Tutti parlano di intelligenza artificiale (AI). È l’argomento del momento. Il tema ha assunto rilevanza politica, economica, sociale, psicologica, etica e filosofica. Se ne occupano, quindi, giustamente, le istituzioni, le aziende, le scuole, i mass media e anche i cittadini. Al grande pubblico, in particolare, viene presentata una AI per certi versi strabiliante, panacea per risolvere qualsiasi problema.

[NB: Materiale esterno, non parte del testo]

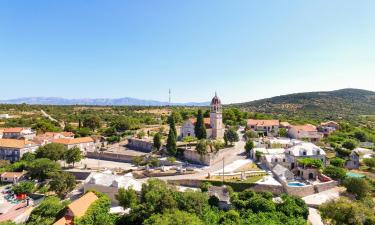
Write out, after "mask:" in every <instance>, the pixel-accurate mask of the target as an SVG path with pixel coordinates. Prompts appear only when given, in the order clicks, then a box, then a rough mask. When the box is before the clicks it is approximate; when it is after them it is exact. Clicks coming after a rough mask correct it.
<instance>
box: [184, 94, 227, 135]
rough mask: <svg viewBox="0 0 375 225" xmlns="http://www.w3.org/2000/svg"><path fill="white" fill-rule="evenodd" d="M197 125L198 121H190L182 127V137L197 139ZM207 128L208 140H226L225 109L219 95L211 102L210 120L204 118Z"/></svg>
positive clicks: (190, 120) (213, 99)
mask: <svg viewBox="0 0 375 225" xmlns="http://www.w3.org/2000/svg"><path fill="white" fill-rule="evenodd" d="M195 124H196V119H189V120H187V121H186V122H185V124H184V125H183V126H182V127H181V137H182V138H184V137H188V136H191V137H195V131H194V128H195ZM204 124H205V126H206V132H207V138H212V139H222V138H224V124H223V109H222V105H221V101H220V99H219V97H217V94H216V93H215V97H214V98H213V99H212V101H211V113H210V118H204Z"/></svg>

Non occorre più spiegare le capacità e le funzionali dei sistemi informatici: basta usare l’aggettivo “intelligente” per fagli assumere un carattere taumaturgico.
Yuval Noah Harari, storico e filosofo israeliano, sostiene addirittura che essa rappresenti una delle più grandi rivoluzioni della storia, con il potenziale di trasformare radicalmente la nostra società. Egli ritiene che l’AI sia già oggi in grado di svolgere compiti riservati agli esseri umani e continuerà a migliorare a un ritmo esponenziale. Entro il 2050, è possibile che le AI siano in grado di superare gli esseri umani in quasi tutte le attività cognitive. Questa prospettiva solleva, naturalmente, una serie di questioni. Cosa succederà al lavoro? Come potremo garantire che l’AI sia usata in modo responsabile ed etico? Come gestire gli inevitabili errori insiti in ogni sistema? Occorre, quindi, sicuramente riflettere su queste domande. Uno dei preconcetti da evitare, ad esempio, è la “distorsione da interpretazione”, come avvenne all’inizio del Novecento con il cavallo “Clever Hans”, che si riteneva sapesse contare. Hans dava sempre la risposa corretta, alzando la zampa e battendo lo zoccolo fino ad arrivare alla soluzione aritmetica. L’analisi scientifica dimostrò che Hans era in grado di “leggere” l’atteggiamento degli esseri umani che gli stavano intorno e quindi di indovinare.
Da allora, è stato dato il nome al pregiudizio noto come “effetto Clever Hans”, assolutamente da escludere nella ricerca scientifica, e che potrebbe riguardare anche l’AI. John Searle, noto filosofo americano, sostiene, poi, che l’AI e un computer non possano in alcun modo ragionare o comprendere. A supporto di questa tesi ha ideato il test della stanza cinese da contrapporre al più famoso test di Turing, che in effetti andrebbe aggiornato. Il test di Searle ipotizza un uomo all’interno di una stanza che riceve messaggi scritti in cinese. L’uomo, non conosce il cinese, ma ha un manuale enorme con le risposte già pronte o componibili per ogni messaggio. All’esterno, le persone vedrebbero i messaggi in uscita e potrebbero dedurre che dentro la stanza ci sia qualcuno che capisce il cinese e gli argomenti trattati. In realtà, l’uomo sta solo eseguendo istruzioni. Di pari passo, bisogna anche tenere presenti i limiti intrinseci di ogni elaborazione informatica, anche di AI. Negli anni 60 del secolo scorso si è scoperto che essere computabili non è sufficiente.
La risoluzione di alcuni problemi computazionali sembra richiedere quantità eccessive di risorse (tempo e memoria). Alcuni problemi sembrano suscettibili solo di una ricerca esaustiva che diventa impraticabile man mano che le istanze problematiche crescono. La teoria matematica della complessità computazionale è stata quindi sviluppata per comprendere questo fenomeno. La teoria della complessità computazionale NP – dove NP sta per “Non deterministico Polinomiale” – ha preso forma all’inizio degli anni 70 e mira proprio a spiegare la difficoltà della elaborazione esaustiva. I problemi cosiddetti “NP-completi” sono i problemi più difficili, in senso formale. E la “soddisfacibilità booleana”, il vero punto cruciale del ragionamento deduttivo, è stata dimostrata da Stephen Cook e Leonid Levin come “NP-completa”.
Al momento, i problemi NP-completi sono quindi intrattabili anche con l’AI. Nel 1979, basandosi sulla teoria della completezza NP, Cook e Robert Reckhow furono finalmente in grado di rispondere alla domanda fondamentale su cosa sia una dimostrazione matematica, una prova così rigorosa da poter essere verificata computazionalmente. Dopotutto la matematica non trascende il calcolo e l’elaborazione. Piuttosto, questi sono al centro della matematica. In definitiva, non bisogna mai dimenticare che l’informatica e l’AI nelle loro basi teoriche e scientifiche sono figlie della matematica.